En l’espèce, l’inspection locale a permis de constater que l’avenue de Beaulieu est suffisamment large pour absorber le trafic supplémentaire qui sera généré par la nouvelle construction. En outre, le tronçon faisant face au bâtiment est intégré à une zone 30 au sens de la législation sur la circulation routière, ce qui facilitera l’accès et la sorties aux différentes places de stationnement prévues, en particulier au parking souterrain. Pour le surplus, il n’apparaît pas qu’une cantine scolaire soit susceptible de générer un accroissement important du trafic. Il en va de même de la salle destinée à des réunions de quartier.

Enfin, il n’apparaît pas vraisemblable à ce stade que la construction projetée générera des nuisances sonores incompatibles avec le degré de sensibilité au bruit de la zone considérée, ce que les recourants ne font de toute manière pas valoir.

Il s’ensuit que tout grief en lien avec l’augmentation de la circulation doit également être écarté.

7.                      Il résulte des considérants qui précèdent que le recours, entièrement mal fondé, doit être rejeté.

Les frais de la cause seront mis à la charge des recourants qui succombent (art. 49 al. 1 LPA-VD). En outre, ceux-ci verseront à l’autorité intimée, qui a mandaté un avocat, une indemnité à titre de dépens, qu’il convient de fixer à 3'500 fr. en application de l’art. 11 du tarif du 28 avril 2015 des frais judiciaires et des dépens en matière administrative (TFJDA, RSV 173.36.5.1). La constructrice n’ayant pas mandaté un représentant professionnel, elle n’a pas droit à des dépens.

 

Par ces motifs
 la Cour de droit administratif et public
du Tribunal cantonal
arrête:

I.                       Le recours est rejeté.

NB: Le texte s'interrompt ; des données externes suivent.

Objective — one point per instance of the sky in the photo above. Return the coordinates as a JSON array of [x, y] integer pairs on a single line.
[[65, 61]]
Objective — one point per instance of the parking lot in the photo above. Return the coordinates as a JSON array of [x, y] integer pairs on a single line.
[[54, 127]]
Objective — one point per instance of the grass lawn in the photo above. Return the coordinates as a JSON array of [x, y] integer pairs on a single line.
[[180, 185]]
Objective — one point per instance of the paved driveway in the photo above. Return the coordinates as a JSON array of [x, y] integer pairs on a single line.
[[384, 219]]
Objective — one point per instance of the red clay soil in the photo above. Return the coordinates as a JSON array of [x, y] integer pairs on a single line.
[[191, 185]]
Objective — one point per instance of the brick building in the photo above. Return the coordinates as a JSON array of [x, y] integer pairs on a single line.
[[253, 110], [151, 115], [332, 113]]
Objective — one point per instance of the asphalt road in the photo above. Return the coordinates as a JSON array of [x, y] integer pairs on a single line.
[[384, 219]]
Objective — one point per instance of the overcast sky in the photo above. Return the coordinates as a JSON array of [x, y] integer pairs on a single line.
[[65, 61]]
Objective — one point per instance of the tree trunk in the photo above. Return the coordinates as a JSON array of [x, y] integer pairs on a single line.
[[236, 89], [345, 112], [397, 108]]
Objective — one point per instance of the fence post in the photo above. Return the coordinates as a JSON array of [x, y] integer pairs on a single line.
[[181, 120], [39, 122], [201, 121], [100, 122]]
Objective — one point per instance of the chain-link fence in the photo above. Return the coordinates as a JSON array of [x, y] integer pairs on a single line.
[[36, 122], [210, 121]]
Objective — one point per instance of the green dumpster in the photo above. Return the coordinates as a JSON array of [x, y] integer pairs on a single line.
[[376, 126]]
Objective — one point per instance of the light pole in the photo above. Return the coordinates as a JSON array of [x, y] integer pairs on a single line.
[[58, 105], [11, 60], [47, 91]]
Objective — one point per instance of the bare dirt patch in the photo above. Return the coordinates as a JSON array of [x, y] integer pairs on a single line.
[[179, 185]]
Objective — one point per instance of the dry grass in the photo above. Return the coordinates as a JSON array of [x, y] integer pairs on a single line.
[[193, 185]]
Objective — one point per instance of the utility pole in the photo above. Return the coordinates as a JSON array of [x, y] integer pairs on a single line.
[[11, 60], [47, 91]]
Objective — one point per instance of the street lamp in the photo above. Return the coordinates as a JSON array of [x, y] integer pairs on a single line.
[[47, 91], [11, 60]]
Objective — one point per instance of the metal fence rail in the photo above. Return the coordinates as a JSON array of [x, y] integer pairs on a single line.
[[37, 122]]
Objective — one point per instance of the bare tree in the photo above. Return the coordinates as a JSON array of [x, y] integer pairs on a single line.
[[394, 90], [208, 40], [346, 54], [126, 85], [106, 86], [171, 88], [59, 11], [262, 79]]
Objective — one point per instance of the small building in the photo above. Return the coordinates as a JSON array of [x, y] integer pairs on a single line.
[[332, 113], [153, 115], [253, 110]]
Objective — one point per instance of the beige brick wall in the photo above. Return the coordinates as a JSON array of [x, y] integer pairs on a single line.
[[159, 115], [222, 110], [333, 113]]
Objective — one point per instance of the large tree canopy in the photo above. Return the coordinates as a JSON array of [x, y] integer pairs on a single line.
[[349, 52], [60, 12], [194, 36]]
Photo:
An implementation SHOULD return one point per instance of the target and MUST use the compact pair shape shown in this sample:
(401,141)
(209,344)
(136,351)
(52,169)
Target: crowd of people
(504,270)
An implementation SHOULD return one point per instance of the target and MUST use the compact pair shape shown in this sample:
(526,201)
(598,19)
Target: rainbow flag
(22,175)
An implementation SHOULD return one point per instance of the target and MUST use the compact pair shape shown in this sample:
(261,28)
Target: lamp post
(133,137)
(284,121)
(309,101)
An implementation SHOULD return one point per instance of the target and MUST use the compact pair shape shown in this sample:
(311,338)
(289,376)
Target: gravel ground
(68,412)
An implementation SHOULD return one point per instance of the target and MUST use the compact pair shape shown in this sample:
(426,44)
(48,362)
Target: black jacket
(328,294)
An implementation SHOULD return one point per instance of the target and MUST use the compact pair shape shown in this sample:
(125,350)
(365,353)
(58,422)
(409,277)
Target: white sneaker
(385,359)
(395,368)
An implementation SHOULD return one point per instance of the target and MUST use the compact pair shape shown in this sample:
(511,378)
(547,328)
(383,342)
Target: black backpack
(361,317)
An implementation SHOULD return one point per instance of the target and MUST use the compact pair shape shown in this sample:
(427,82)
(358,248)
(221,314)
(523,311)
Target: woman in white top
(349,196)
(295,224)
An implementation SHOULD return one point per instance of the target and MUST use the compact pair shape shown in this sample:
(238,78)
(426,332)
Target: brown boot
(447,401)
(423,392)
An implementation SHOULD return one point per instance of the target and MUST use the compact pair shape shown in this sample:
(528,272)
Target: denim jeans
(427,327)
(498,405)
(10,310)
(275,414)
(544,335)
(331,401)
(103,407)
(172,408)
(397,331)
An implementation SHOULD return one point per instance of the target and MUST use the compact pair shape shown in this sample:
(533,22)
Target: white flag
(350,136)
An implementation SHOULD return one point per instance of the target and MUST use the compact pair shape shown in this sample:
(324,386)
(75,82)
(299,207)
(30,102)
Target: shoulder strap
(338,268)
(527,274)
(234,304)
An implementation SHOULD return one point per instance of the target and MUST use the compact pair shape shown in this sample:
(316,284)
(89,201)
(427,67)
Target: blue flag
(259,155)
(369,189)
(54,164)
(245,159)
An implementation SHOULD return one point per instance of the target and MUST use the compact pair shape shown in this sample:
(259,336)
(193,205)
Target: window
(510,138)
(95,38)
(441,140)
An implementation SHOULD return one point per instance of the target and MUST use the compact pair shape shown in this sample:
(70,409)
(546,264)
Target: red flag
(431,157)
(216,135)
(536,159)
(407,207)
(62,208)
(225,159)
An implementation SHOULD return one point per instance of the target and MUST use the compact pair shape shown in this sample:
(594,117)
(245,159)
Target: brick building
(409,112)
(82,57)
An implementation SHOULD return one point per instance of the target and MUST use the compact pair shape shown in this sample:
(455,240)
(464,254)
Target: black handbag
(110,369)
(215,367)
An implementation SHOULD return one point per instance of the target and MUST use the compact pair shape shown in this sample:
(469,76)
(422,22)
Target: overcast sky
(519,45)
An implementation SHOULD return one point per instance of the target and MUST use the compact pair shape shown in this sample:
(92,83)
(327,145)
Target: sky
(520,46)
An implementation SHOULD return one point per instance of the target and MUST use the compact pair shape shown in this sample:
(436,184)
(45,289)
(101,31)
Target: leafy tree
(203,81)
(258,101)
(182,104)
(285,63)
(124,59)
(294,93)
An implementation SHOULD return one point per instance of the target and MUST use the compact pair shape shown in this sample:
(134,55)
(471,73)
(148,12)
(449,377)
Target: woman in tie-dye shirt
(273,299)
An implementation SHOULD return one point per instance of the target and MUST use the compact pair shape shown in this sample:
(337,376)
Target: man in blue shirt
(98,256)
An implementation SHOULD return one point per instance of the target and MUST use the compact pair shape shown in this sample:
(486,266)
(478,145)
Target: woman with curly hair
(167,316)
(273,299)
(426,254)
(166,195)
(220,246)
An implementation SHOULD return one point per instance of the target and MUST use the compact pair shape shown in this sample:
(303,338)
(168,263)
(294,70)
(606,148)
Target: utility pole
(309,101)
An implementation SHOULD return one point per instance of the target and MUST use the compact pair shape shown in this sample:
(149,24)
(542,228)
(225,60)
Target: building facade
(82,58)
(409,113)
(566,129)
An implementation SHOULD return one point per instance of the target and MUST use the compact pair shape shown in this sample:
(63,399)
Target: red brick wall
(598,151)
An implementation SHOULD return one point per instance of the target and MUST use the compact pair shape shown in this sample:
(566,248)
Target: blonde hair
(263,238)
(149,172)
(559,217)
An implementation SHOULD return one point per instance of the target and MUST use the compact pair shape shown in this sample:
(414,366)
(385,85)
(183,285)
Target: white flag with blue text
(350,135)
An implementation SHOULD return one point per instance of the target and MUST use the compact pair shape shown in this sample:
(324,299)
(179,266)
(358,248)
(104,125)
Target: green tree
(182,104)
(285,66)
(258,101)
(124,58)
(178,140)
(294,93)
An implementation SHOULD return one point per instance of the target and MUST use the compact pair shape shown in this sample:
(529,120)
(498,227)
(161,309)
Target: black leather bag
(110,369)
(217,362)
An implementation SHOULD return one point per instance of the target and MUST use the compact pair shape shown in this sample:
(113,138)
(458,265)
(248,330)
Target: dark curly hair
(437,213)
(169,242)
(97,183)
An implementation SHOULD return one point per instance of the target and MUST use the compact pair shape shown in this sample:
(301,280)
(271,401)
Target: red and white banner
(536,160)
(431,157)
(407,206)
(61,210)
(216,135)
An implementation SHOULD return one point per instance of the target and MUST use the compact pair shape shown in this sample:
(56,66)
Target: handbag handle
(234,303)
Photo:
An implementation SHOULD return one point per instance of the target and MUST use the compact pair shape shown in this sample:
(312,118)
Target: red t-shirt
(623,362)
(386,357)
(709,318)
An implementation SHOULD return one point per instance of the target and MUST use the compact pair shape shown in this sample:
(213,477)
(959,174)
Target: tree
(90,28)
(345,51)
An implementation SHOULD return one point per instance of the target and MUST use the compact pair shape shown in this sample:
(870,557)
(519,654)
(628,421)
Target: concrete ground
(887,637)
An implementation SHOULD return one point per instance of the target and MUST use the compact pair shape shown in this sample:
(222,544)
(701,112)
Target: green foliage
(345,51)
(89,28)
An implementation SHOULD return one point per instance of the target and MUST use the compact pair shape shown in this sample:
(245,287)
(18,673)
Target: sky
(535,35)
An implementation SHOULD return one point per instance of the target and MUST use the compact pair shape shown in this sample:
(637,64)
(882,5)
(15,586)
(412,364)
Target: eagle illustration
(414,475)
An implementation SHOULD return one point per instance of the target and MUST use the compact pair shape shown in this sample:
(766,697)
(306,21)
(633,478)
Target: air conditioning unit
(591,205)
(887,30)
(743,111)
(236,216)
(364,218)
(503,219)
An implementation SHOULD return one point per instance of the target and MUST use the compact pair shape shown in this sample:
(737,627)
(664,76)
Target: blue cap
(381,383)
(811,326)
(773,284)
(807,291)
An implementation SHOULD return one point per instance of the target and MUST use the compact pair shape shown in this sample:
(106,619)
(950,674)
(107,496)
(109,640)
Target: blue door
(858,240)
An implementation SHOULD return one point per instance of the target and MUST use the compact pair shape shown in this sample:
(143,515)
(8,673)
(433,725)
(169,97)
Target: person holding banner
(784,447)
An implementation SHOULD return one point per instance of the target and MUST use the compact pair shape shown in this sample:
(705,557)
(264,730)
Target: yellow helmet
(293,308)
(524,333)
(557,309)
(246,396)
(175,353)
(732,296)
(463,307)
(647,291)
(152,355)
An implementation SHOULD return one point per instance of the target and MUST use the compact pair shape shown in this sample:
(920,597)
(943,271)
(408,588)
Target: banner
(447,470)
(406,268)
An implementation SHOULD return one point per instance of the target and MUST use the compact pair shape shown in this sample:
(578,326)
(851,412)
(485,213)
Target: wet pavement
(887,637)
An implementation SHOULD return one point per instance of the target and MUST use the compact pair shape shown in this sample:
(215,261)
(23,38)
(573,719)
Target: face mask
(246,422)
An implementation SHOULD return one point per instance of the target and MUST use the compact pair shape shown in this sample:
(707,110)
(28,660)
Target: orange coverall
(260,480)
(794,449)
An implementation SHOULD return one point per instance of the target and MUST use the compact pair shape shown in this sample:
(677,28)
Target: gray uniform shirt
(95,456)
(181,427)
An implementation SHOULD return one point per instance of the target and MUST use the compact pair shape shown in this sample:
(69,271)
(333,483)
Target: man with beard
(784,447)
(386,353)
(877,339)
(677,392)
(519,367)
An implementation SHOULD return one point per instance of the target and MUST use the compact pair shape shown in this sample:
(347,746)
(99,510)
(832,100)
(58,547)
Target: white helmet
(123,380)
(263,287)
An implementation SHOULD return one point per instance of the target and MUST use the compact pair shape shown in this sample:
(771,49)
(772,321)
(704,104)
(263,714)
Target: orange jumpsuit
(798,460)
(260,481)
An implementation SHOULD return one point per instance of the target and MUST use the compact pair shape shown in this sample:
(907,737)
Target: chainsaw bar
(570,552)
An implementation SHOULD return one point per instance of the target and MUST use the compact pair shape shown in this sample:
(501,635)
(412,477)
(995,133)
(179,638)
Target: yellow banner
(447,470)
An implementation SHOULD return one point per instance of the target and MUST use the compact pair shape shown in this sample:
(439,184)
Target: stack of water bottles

II.                      La décision rendue le 11 février 2016 par la Municipalité de Rolle est confirmée.

III.                    Un émolument de 4'000 (quatre mille) francs est mis à la charge des recourants.

IV.                    Les recourants verseront solidairement entre eux une indemnité de 3'500 (trois mille cinq cents) francs à la Commune de Rolle à titre de dépens.

Lausanne, le 12 décembre 2016

 

Le président:                                                                                             Le greffier:


Le présent arrêt est communiqué aux destinataires de l'avis d'envoi ci-joint.

Il peut faire l'objet, dans les trente jours suivant sa notification, d'un recours au Tribunal fédéral. Le recours en matière de droit public s'exerce aux conditions des articles 82 ss de la loi du 17 juin 2005 sur le Tribunal fédéral (LTF - RS 173.110), le recours constitutionnel subsidiaire à celles des articles 113 ss LTF. Le mémoire de recours doit être rédigé dans une langue officielle, indiquer les conclusions, les motifs et les moyens de preuve, et être signé. Les motifs doivent exposer succinctement en quoi l’acte attaqué viole le droit. Les pièces invoquées comme moyens de preuve doivent être jointes au mémoire, pour autant qu’elles soient en mains de la partie; il en va de même de la décision attaquée.